Accessing indicators or multiple dataElements within subExpressions

mv_evans · 20 September 2024 15:18

Hello,

I’m trying to do a calculation that is maybe the limit of what indicator analytics are meant to do (v. 2.40.3).

The goal is to have an indicator that represents how many health facilities have cases over a facility-specific threshold per health district for a specific three month period (current month +2). The threshold is based on the long term average of the case number for that same three month season over the prior three years, which is stored as a separate dataElement. I know technically subExpressions only take one dataElement, but it seems to be somewhat working with two and returning a Valid expression.

The way I think I should write out this formula would be:

subExpression(if((#{DE1} + #{DE1}.periodOffset(1) + #{DE1}.periodOffset(2)) > (#{DE2}.periodOffset(-12) +#{DE2}.periodOffset(-11) + #{DE2}.periodOffset(-10) + #{DE2}.periodOffset(-24) + #{DE2}.periodOffset(-23) + #{DE2}.periodOffset(-22) +#{DE2}.periodOffset(-36) + #{DE2}.periodOffset(-35) + #{DE2}.periodOffset(-34))/3,1,0)).aggregationType(SUM)

In English, for each facility, if the number of cases predicted over the next three months is greater than the average over the prior 3 years for the same period for the 2nd visit, return a 1. Then sum these to the district level, resulting in the number of facilities over this threshold.

The aggregation doesn’t seem to be working for this, as it’s still returning it at the district level as a 0, even when I can count that the values are different.

One solution I tried, if only to make this easier to manage and read was to create an indicator corresponding to each side of the equation in the if statement, but it seems like indicators don’t work within subExpressions. I would use a predictor, but I need to be able to specify these months in a very specific way that doesn’t seem possible with the sequential sampling functionality.

Any ideas/thoughts? Happy to share a seed of some fake data to play around with.

Gassim · 23 September 2024 11:30

Hi @mv_evans

The three months that you are comparing to the threshold are they months that already have data? If there is no data then using indicators is not an option to the best of my knowledge.

mv_evans · 24 September 2024 05:12

Hi @Gassim , yes they already have data.

We are making some DHIS2 indicators to support a forecasting application, so there are some dataElements that exist for the future. The thresholds are only made from historical data, however.
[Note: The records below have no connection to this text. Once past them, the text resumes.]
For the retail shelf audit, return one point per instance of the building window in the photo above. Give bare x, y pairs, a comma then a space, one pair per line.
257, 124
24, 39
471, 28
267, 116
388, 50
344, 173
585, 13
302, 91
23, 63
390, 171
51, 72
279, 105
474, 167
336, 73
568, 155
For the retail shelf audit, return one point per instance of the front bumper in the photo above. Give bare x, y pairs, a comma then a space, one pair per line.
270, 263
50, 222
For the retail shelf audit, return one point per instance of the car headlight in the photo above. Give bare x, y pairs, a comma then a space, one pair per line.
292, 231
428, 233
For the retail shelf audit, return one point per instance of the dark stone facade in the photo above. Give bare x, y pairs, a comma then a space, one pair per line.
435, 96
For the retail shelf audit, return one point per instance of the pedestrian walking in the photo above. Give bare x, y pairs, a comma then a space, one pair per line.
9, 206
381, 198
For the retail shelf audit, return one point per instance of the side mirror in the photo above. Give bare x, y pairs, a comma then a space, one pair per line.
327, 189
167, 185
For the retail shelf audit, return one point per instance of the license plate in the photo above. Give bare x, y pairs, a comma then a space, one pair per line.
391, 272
Gassim · 24 September 2024 08:06

Hi @mv_evans

Oh, okay, I think I get it better now, so in other words, we’re not using the DHIS2 Indicators to ‘predict’ since we’re already giving the predicted values, right?

Wouldn’t be easier if you used combined indicators instead of subexpressions?
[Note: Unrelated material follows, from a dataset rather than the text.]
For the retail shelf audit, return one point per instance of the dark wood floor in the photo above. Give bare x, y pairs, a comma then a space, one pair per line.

Expression: count health facilities.
Filter: count (events or enrollments?) > threshold

mv_evans · 24 September 2024 12:32

Ah okay, so rather than a SUMIF statement we would have:

one indicator that represents the month x health facility threshold
one indicator that represents the forecasted counts
one indicator that is the filter of the facilities with forecasted values above its threhold
one indicator that is the count of the filtered facilities

Is this kind of what you are imagining? I’ve currently got some indicators for the first two to represent kind of intermediate calculations, but am having trouble getting the last ones because I can’t combine two indicators in a subExpression.
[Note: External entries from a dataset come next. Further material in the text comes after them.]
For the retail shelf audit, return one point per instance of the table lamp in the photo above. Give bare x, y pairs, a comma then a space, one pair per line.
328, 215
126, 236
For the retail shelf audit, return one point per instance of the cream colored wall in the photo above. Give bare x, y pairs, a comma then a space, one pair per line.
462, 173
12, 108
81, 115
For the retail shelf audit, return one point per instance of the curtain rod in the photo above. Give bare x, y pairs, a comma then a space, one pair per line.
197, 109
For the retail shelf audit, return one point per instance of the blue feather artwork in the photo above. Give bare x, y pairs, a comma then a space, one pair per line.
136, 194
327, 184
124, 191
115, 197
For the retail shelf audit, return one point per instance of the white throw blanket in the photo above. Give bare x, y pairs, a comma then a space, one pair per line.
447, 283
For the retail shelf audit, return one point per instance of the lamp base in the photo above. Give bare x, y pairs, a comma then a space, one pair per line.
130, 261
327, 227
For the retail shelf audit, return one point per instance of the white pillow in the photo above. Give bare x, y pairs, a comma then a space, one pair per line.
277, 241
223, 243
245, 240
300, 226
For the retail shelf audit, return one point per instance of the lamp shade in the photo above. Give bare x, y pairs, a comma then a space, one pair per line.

I’ve currently just wrapped it all in a Python script that GETs the relevant indicators, counts them and POSTs the count as a new dataElement. Probably not the the most elegant, but can be run with the rest of the Python updating scripts to simplify things.

Jim_Grace · 8 October 2024 23:57

Hi @mv_evans, sorry I missed seeing this until now. We had a problem with periodOffset inside subExpression, but we believed we had fixed this with 2.40.2 (see DHIS2-15874). The expression you gave looks good to me and should have worked on 2.40.3.

It should also be possible to do this with multiple predictors, but this would be rather convoluted. Your solution with the Python script is probably a better idea than that. (You could make one predictor to sum the predicted cases in the current month plus the next two, store that value 2 months from now because predictors can only access current or prior periods, then make 3 more predictors to get the case numbers for the prior three years using a combination of sequential sample count and sequential skip count. Then you could compare the two values using an indicator with a subExpression and periodOffset(2), to bring the value back to the period of interest.)

But your original expression should have worked, and that should be the best way to do this. If you would send me some fake data I would be willing to look at why it’s not working.

mv_evans · 10 October 2024 12:15

Hi @Jim_Grace Thanks for your response. Trying to get this working with a combination of indicators is on the back-burner for now as we have the Python script that we run when we do our monthly update of predictions anyways. But I plan to get back to it sometime in the future. It may very well be an artefact of our specific datasets, or it may just be that I got tangled in the combination of multiple lagged indicators because, as you mentioned, it gets a bit convoluted trying to force them to do something they aren’t really made for. I’ll let you know when I have an update.